Figure 1 with 1 supplement see all
IFN-γ directly contributes to Paneth cell loss during Toxoplasma gondii infection.

(a) qRT-PCR analysis of relative Lyz1, Defa23, and Defa24 expression measured in the small intestines of WT, E-Ifngr2 KO, and PC- Ifngr2 KO infected orally with 20 cysts per mouse of the ME49 T. gondii on day 7 after infection (n=6) or uninfected controls (n=6). The results are representative of three independent experiments. (b) Histological visualization of Paneth cells in the small intestines of naïve and infected WT, E- ifngr2 KO, and PC- ifngr2 KO mice. (c) Quantification of Paneth cells per crypt in naïve and infected WT, E- Ifngr2 KO, and PC- Ifngr2 KO mice with 20 cysts of ME49 T. gondii on day 7. Error bars=mean±s.d. (d). Immunofluorescence of intestinal crypts of naive and T. gondii-infected WT, E- Ifngr2 KO, and PC- Ifngr2 KO for Paneth cells (UEA, green), Lyz1 (red), and nucleic acid (DAPI, blue). Scale bar: 50 μm. The results are representative of three independent experiments. (e) Immunofluorescence images of intestinal crypts of naïve or T. gondii-infected WT, E- Ifngr2 KO, and PC- Ifngr2 KO mice treated intravenously with propidium iodide (PI) on day 6 post infection. Arrows show individual PI+ puncta. The results are representative of four independent experiments each containing at least three mice per group. Scale bar: 50 μm. (f) Average numbers of PI+ puncta per crypt. Histological sections shown were selected by blinded observation. The results are representative of four independent experiments, PI (pink), Lyz1 (green), and DAPI (blue). Error bars=mean±s.d.

Figure 1—source data 1

Analysis of Paneth cells in the small intestines of WT, E-Ifngr2 KO, and PC- Ifngr2 KO infected orally with Toxoplasma gondii.

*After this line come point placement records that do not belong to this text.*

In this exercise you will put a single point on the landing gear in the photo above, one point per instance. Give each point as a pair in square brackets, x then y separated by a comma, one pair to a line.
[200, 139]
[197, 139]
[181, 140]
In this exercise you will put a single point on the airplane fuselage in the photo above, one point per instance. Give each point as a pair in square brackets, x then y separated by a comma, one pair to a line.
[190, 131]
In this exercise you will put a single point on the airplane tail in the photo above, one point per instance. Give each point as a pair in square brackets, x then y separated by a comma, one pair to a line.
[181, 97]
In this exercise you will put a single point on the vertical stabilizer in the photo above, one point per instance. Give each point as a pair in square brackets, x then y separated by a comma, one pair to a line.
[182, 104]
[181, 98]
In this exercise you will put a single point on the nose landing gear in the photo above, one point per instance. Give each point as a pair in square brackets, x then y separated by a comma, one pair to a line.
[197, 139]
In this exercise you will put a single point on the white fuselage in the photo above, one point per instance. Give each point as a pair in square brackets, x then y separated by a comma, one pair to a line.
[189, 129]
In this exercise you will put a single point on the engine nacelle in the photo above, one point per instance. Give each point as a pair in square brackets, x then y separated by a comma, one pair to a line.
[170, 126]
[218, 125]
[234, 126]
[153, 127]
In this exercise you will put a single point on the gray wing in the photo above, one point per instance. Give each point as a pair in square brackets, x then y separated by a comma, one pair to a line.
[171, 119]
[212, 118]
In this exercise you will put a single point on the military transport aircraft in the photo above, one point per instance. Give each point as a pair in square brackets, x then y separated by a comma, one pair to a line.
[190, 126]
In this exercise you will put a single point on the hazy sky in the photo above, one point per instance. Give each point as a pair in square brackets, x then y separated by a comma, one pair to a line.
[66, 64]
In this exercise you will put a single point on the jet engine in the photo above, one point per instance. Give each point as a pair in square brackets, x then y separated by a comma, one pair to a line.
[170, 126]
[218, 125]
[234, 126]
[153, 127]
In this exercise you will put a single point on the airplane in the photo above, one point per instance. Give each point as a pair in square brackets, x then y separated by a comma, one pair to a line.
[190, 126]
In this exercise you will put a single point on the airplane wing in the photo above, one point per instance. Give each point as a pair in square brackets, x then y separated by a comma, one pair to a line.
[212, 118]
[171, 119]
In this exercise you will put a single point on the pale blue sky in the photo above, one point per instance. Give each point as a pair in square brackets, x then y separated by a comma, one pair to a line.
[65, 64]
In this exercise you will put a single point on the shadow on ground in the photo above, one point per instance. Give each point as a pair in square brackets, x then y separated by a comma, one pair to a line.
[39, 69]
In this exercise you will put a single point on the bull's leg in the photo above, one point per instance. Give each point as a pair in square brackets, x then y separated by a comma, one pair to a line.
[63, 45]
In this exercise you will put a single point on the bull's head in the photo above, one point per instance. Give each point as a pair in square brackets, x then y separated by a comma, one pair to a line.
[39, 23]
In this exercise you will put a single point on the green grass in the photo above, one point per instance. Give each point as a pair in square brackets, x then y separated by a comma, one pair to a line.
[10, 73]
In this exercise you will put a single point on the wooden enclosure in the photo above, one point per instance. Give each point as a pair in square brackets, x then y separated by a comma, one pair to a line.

Figure 1A: qRT-PCR analysis of relative Lyz1, Defa23, and Defa24 expression measured in the small intestines of WT, E-Ifngr2 KO, and PC- Ifngr2 KO infected orally with 20 cysts per mouse of the ME49 T. gondii on day 7 after infection. Figure 1C: Quantification of Paneth cells per crypt in naïve and infected WT, E- Ifngr2 KO, and PC- Ifngr2 KO mice with 20 cysts of ME49 T. gondii on day 7. Figure 1F: numbers of PI+ puncta per crypt in the small intestines of WT, E-Ifngr2 KO, and PC- Ifngr2 KO infected orally with 20 cysts per mouse of the ME49 T. gondii on day 7 after infection.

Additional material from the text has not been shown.